Fonte da imagem: Anthropic
Conforme relatado pelo Financial Times, a questão foi levantada à margem da cúpula do G7 na França. O Secretário de Comércio dos EUA, Howard Lutnick, discutiu o assunto com diplomatas europeus presentes no evento. Autoridades locais desejam manter o acesso a modelos avançados de IA americana por meio do conceito de “parcerias de confiança”. Segundo seus autores, esse conceito permitiria que os aliados europeus dos EUA mantivessem acesso privilegiado a modelos avançados de IA americana. Os diretores da Anthropic (Dario Amodei) e da OpenAI (Sam Altman), que participaram da cúpula do G7, pretendem participar da discussão.

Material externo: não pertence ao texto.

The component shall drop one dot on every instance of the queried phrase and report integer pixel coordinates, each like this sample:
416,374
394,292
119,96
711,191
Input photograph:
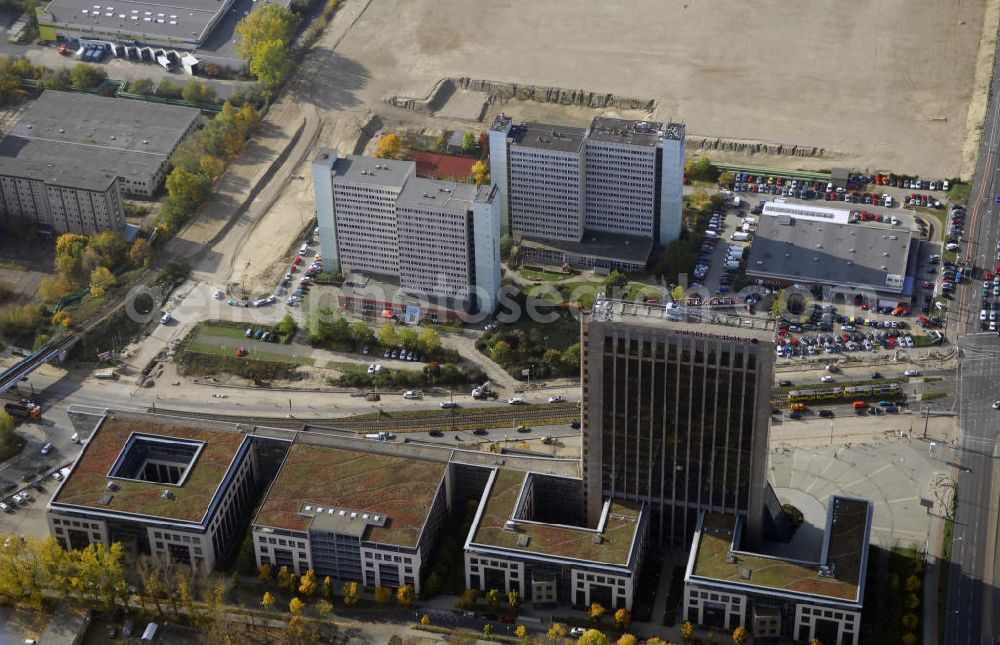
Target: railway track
478,417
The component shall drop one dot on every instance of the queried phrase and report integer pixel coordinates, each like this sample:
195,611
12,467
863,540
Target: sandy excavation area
878,84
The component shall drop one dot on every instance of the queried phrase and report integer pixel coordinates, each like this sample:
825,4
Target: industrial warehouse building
71,156
804,245
184,24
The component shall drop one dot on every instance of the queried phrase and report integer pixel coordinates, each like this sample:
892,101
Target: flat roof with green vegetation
401,489
87,483
712,561
577,543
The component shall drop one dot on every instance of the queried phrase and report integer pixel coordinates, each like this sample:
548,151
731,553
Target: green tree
596,612
571,357
501,351
100,281
614,281
387,335
287,326
350,591
404,595
141,86
140,253
430,341
593,637
187,189
362,334
308,584
556,632
687,630
409,338
111,248
211,166
284,578
382,594
87,76
327,588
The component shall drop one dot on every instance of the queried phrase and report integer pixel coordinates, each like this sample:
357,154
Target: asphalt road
973,601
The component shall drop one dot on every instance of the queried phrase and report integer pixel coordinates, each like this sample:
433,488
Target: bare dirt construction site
892,85
878,84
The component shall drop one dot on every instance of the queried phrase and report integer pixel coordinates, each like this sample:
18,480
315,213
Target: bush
794,515
86,76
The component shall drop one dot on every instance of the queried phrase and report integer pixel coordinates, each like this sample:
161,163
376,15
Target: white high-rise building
440,238
618,178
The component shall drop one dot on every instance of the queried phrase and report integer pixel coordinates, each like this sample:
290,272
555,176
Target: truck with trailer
23,410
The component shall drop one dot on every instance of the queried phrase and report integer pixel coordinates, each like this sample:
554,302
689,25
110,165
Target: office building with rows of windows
180,490
570,191
352,515
438,238
675,414
777,597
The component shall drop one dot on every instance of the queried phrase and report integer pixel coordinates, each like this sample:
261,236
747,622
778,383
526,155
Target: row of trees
194,90
80,261
201,158
516,349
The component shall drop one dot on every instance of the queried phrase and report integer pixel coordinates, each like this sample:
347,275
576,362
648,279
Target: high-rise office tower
618,176
676,414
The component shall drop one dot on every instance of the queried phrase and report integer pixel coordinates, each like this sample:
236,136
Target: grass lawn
534,274
581,291
959,193
267,357
222,330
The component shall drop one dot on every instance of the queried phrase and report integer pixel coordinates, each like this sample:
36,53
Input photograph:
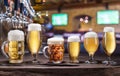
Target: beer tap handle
21,6
16,5
6,3
4,49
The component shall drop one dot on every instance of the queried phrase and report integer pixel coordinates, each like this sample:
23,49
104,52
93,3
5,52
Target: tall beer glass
34,40
109,43
74,48
14,47
91,44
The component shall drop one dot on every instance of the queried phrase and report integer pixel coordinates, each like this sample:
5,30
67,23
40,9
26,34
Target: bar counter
64,69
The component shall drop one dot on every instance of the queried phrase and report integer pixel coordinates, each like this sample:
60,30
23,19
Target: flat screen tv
108,17
59,19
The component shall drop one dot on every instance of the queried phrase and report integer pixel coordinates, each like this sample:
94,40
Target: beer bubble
109,29
73,39
16,35
90,34
34,27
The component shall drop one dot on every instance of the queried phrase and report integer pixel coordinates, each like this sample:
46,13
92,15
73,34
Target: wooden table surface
66,69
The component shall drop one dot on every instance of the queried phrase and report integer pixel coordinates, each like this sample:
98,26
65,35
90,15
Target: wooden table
43,69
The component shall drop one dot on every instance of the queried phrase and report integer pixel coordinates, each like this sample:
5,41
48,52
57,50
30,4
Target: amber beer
74,48
34,38
15,50
109,41
91,43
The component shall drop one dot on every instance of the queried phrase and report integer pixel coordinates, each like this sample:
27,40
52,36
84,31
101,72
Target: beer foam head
55,40
16,35
73,39
90,34
109,29
34,27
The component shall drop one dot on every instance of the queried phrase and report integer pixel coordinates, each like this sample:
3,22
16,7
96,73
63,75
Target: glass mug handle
3,48
44,51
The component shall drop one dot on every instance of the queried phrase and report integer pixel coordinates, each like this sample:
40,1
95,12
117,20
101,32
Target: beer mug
34,40
55,50
74,48
109,43
14,47
91,43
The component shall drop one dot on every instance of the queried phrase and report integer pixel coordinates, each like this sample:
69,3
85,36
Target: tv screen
60,19
108,17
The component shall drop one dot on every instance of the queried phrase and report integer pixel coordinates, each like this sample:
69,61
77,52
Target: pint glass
34,39
55,50
14,47
74,48
91,44
109,43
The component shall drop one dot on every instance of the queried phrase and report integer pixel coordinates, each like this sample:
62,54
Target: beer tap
14,17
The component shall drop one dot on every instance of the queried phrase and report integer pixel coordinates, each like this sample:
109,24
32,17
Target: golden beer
14,47
34,41
74,50
16,51
109,43
91,44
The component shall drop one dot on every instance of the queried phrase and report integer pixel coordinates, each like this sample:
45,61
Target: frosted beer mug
34,40
109,43
15,49
74,48
55,50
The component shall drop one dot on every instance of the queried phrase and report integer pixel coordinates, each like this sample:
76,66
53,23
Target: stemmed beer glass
91,44
34,40
109,43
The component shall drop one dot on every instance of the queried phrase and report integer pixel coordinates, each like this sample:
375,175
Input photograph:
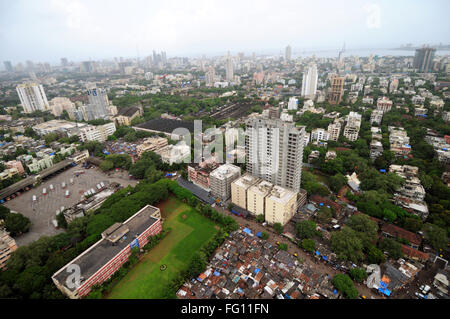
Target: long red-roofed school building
104,258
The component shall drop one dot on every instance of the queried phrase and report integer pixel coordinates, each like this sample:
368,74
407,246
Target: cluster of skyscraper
33,98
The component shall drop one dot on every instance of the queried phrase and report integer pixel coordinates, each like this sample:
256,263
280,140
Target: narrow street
320,266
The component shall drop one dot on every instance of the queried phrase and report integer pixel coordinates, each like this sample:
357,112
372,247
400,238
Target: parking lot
43,210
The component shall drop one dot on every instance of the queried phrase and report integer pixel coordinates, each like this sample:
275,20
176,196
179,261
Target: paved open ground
42,211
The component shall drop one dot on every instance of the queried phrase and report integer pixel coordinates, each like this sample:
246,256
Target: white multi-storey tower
274,151
309,85
288,53
210,76
98,102
293,103
229,68
32,96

Henna Virkkunen, Vice-Presidente Executiva da Comissão Europeia para a Soberania Tecnológica, afirmou que Washington não deve hesitar em adotar medidas discriminatórias contra parceiros como a UE. Políticos locais estão dispostos a discutir com os EUA como eliminar os riscos de segurança, mantendo o acesso a desenvolvimentos americanos avançados. Diversas organizações e empresas europeias, incluindo o Reino Unido, receberam inicialmente acesso ao poderoso modelo de IA Mythos da Anthropic. Da mesma forma, algumas organizações europeias, incluindo membros locais da OTAN, receberam acesso limitado ao modelo GPT 5.5 da OpenAI. Na semana passada, a Anthropic decidiu bloquear o acesso de todos os usuários ao Fable 5 e ao Mythos 5, não desativando seletivamente o acesso apenas para usuários estrangeiros, conforme solicitado pela Casa Branca. No início desta semana, a direção da Anthropic se reuniu com autoridades americanas preocupadas em Washington.

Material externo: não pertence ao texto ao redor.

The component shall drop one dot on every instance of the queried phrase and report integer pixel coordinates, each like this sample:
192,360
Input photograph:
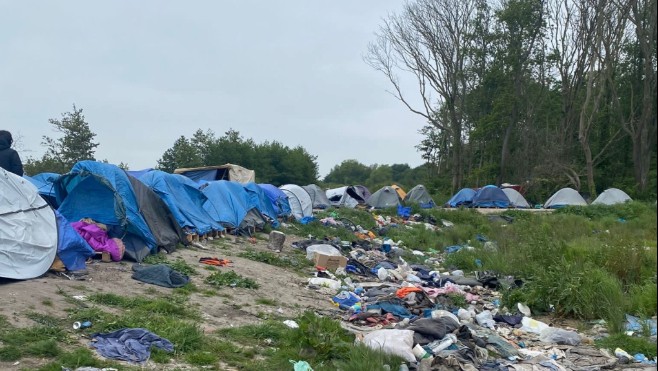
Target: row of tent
146,210
493,197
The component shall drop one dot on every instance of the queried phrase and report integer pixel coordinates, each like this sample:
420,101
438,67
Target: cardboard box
329,261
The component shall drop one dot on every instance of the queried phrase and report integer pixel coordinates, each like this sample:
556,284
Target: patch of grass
266,301
267,257
630,344
79,357
43,319
231,279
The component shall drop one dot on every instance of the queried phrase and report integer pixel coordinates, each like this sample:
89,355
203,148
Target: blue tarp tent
44,184
103,192
259,197
490,196
229,204
184,199
461,198
138,173
72,249
278,198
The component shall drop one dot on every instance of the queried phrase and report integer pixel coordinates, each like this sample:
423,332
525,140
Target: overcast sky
147,72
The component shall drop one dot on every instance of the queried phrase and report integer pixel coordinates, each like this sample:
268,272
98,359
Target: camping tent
400,191
565,197
32,233
229,204
44,184
104,193
490,196
231,172
384,198
462,198
278,198
301,205
515,198
184,199
28,229
319,197
260,199
348,196
419,195
612,196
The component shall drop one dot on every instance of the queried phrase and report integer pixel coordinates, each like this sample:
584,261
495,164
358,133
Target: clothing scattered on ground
159,274
129,344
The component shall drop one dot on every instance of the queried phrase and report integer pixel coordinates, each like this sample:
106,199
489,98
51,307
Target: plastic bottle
447,341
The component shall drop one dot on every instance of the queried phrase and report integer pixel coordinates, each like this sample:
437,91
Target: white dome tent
301,204
28,229
612,196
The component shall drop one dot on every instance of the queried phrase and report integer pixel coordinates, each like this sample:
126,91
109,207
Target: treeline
546,93
273,162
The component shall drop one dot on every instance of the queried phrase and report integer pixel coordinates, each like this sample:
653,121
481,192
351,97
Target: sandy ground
232,306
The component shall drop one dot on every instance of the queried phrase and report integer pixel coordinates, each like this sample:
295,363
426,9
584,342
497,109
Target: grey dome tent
516,199
300,202
318,196
28,229
565,197
419,195
384,198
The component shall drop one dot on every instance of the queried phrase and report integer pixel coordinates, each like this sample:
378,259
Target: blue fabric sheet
132,344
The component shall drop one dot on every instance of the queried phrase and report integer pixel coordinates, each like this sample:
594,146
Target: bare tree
428,40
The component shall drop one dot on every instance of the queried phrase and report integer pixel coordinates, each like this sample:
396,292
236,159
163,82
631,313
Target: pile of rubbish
447,320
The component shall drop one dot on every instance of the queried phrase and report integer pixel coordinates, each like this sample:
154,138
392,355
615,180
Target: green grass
295,261
630,344
230,279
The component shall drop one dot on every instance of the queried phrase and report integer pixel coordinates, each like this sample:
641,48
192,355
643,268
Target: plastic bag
534,326
322,249
326,282
485,319
555,335
391,341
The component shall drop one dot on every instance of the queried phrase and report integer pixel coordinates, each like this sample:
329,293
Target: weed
266,301
231,279
630,344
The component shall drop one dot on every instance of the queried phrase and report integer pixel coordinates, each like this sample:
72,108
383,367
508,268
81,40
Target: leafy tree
76,143
348,172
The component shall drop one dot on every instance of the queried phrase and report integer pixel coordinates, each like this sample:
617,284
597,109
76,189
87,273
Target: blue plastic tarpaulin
184,199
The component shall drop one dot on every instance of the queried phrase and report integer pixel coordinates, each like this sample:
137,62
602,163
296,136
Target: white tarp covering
565,197
515,198
28,229
300,202
612,196
339,197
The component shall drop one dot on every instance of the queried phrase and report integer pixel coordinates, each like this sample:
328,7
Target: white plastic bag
485,319
534,326
322,249
392,341
554,335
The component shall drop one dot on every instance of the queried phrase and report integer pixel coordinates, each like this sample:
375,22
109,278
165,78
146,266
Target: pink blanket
99,240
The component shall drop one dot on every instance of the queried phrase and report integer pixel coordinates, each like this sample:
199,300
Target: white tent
565,197
301,204
515,198
384,198
319,197
28,229
612,196
339,197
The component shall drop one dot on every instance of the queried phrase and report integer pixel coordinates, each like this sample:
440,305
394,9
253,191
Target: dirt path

A UE busca reduzir sua dependência de organizações selecionadas.Fornecedores de serviços de IA, portanto, negociações com participantes do mercado estão em andamento para aumentar o investimento na Europa, explicou Virkkunen. Como é sabido, há muitos representantes de grandes empresas nos EUA que se opõem à restrição do acesso a desenvolvimentos tecnológicos locais por motivos políticos. O exemplo da China mostra que as sanções apenas facilitam o desenvolvimento de alternativas locais e reduzem a dependência do consumidor em relação às tecnologias americanas.